To explain the approach, it's useful to rely on the example of a PNG file. The PNG format uses four-byte, human-readable magic values to indicate the beginning of a section, say:

89 50 4e 47 0d 0a 1a 0a 00 00 00 0d 49 48 44 52 | .PNG........IHDR
00 00 00 20 00 00 00 20 02 03 00 00 00 0e 14 92 | ................

The algorithm in question can identify "IHDR" as a syntax token by piggybacking on top of the deterministic, sequential bit flips that are already being performed by afl-fuzz across the entire file. It works by identifying runs of bytes that satisfy a simple property: that flipping them triggers an execution path that is distinct from the product of flipping stuff in the neighboring regions, yet consistent across the entire sequence of bytes.

This signal strongly implies that touching any of the affected bytes causes the failure of an underlying atomic check, such as header.magic_value == 0xDEADBEEF or strcmp(name, "Set-Cookie"). When such a behavior is detected, the entire blob of data is added to the dictionary, to be randomly recombined with other dictionary tokens later on.

This second trick is not a substitute for a proper, hand-crafted list of keywords; for one, it will only know about the syntax tokens that were present in the input files, or could be synthesized easily. It will also not do much when pitted against optimized, tree-based parsers that do not perform atomic string comparisons. (The fuzzer itself can often clear that last obstacle anyway, but the process will be slow.)

Well, that's it. If you want to try out the new features, click here and let me know how it goes!


  1. The input format for the keywords is really awkward. I was trying out afl* by fuzzing the 'ledger' tool, and I thought I'd give it a hand by using this dictionary feature, but the format seems to be a bunch of files dumped into a directory, each of which's contents is a single keyword...? It's easy for me to generate potential keywords ('find . -name "*.journal" -exec cat {} \; | tr '[[:space:''] '\n' | sort --unique') but not easy to assign each hit to its own file without collisions.

    Maybe a simple newline-delimited format would be better?

    * pretty easy to use so far, although the errors when you don't specify a heaping helping of memory like '-m 500' are deeply inscrutable, and I wonder why the written-out crashing data isn't automatically minimized with afl-tmin? I was very disappointed when I saw that the hundreds of crashes all seemed to be boiling down to the same minimized test of 344 bytes of 0 which triggered the same buffer overflow issue.

    1. Flat files work only if you're dealing with text keywords. When you want non-printable or control characters, it becomes a mess (check out the dictionaries for JPEG, for example).

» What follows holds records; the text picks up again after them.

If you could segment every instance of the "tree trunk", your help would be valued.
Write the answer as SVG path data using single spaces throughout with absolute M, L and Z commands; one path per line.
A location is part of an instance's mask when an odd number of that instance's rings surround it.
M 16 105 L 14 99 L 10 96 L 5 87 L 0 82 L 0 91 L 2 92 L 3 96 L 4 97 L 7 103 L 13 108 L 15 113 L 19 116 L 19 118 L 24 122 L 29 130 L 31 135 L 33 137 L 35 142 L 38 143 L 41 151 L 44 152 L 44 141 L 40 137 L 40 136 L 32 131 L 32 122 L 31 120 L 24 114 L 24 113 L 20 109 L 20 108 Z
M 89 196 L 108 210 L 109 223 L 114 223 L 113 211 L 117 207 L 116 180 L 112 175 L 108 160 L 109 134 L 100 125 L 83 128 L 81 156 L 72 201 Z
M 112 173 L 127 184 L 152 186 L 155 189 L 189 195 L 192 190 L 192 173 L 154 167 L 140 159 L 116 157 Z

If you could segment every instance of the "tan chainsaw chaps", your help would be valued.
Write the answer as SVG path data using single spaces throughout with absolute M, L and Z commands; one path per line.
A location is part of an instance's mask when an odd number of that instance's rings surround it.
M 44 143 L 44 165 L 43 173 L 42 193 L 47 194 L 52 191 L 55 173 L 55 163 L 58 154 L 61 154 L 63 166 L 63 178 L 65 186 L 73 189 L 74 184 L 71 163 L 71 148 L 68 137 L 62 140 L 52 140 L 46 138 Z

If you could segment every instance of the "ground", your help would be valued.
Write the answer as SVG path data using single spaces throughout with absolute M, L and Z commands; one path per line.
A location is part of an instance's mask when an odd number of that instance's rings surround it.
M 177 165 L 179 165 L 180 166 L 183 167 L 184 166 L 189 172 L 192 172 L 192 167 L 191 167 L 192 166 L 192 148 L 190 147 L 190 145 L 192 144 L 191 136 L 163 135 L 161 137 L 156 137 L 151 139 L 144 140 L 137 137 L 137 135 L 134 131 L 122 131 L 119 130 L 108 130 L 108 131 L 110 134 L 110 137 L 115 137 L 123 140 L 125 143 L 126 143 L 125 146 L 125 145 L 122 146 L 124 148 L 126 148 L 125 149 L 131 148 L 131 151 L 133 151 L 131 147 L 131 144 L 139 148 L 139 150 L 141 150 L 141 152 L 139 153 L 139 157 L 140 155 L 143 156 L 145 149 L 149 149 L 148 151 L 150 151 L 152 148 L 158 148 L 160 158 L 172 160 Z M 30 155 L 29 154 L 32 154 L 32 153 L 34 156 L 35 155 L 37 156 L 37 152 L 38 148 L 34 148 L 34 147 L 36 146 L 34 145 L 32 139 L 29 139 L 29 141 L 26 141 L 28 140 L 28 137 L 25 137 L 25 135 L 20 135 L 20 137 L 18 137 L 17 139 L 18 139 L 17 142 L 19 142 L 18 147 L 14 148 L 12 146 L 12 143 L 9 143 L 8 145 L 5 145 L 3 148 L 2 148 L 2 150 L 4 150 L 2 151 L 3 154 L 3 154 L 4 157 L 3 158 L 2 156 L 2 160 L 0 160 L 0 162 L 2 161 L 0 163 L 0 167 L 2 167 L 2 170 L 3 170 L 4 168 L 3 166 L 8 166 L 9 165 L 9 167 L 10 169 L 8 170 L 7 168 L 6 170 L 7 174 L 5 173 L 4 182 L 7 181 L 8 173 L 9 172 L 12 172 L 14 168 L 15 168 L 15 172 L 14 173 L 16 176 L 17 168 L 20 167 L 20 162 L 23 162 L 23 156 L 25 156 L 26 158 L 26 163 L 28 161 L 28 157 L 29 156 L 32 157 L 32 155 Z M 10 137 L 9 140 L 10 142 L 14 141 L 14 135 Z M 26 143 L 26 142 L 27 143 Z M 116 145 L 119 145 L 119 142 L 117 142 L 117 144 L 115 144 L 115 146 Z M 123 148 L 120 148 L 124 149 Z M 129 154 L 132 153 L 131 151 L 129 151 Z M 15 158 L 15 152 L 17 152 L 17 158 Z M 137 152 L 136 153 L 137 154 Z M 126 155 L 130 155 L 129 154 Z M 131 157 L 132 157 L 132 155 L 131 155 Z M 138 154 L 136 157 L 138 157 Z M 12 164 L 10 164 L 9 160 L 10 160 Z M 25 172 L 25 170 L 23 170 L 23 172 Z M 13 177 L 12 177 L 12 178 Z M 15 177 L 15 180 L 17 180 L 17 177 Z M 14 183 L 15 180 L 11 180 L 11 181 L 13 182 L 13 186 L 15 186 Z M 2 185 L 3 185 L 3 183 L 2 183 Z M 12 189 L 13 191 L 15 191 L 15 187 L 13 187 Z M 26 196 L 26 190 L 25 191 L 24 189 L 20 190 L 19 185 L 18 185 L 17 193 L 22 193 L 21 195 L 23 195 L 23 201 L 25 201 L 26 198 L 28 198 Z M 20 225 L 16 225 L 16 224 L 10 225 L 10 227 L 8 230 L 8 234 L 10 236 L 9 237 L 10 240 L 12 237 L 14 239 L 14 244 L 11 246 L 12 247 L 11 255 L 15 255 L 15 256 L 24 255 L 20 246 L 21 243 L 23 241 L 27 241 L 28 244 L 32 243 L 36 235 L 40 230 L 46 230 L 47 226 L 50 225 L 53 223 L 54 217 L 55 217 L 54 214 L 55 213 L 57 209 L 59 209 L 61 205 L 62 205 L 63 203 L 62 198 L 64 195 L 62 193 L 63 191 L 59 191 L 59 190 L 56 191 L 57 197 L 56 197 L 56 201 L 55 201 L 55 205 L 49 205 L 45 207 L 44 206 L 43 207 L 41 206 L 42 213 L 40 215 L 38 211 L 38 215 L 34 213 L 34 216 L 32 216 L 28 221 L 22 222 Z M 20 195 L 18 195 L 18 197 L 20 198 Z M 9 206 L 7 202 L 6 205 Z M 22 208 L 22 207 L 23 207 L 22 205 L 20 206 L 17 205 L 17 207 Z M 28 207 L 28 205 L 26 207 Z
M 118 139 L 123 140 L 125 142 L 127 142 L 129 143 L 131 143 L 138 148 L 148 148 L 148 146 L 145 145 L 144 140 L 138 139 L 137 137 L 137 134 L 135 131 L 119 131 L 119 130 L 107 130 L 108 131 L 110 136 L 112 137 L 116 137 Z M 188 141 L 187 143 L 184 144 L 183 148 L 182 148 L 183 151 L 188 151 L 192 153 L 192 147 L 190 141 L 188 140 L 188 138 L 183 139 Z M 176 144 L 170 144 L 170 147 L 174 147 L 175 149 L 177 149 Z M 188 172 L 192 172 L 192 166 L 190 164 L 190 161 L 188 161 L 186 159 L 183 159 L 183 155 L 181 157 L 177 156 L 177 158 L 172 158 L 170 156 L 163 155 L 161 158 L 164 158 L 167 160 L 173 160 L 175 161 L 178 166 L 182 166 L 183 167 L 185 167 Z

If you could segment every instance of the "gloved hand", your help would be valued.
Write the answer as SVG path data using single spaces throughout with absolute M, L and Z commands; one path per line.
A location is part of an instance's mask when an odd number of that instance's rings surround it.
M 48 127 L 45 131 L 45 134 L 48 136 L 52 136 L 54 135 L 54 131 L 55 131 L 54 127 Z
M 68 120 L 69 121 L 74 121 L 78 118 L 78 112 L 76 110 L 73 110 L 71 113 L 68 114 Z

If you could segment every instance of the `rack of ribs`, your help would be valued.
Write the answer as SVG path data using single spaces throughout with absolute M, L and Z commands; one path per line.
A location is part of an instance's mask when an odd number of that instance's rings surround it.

      But I'm not sure where the difficulty with individual files is coming from? Perhaps something like this would work:

      n = 0; while read -r keyword; do echo -n "$keyword" >file${n}; n=$((n+1)); done <flat_file

    2. Oh, and for the minimization part: the reason why they aren't minimized is essentially to keep them close to their "source", non-crashing files in the queue, so that it's easier to understand which bitflip or other change causes the crash. It's a tricky trade-off.

    3. It's just an awkward way to input anything. Can you think of any other commandline tool which accepts as configuration input a collection of tokens written as one-token-per-arbitrarily-named-file-in-a-directory? I can't. I wound up not bothering - dumping in a bunch of ledger tests and my own personal files seemed to be enough to teach afl the syntax.

      As far as minimizing goes, fair enough: if afl needs to read the original, keep the original. So perhaps instead, afl-fuzz could create a third directory with the minimized version of each? It's some overhead to do this by default, yes, but how many people using afl-fuzz *don't* want the minimized versions?

      Also, while minimizing my ledger crash examples and deleting all the duplicates to get a sense of how much I had to file bug reports for, I noticed that running afl-tmin doesn't seem to be a fixed point, as in, I could run it on all of them like 5 times before they stopped shrinking. Is this deliberate?

    4. Newer versions of afl-tmin are recursive, so that last problem should go away =)

      For the input data... well, not many programs need to accept a collection of snippets that may be printable text, may be ASCII with newlines or control characters, or may be opaque binary :-) I see your pain, but am not 100% how to solve it: if I had a flat file, people would probably complain loudly about having to escape binary data, which is arguably more painful than splitting lines into files. Let me think about it a bit more. Perhaps just a script to convert one format to another would do (similar to what I pasted above).

      For crash minimization: I'll add it to my TODO list.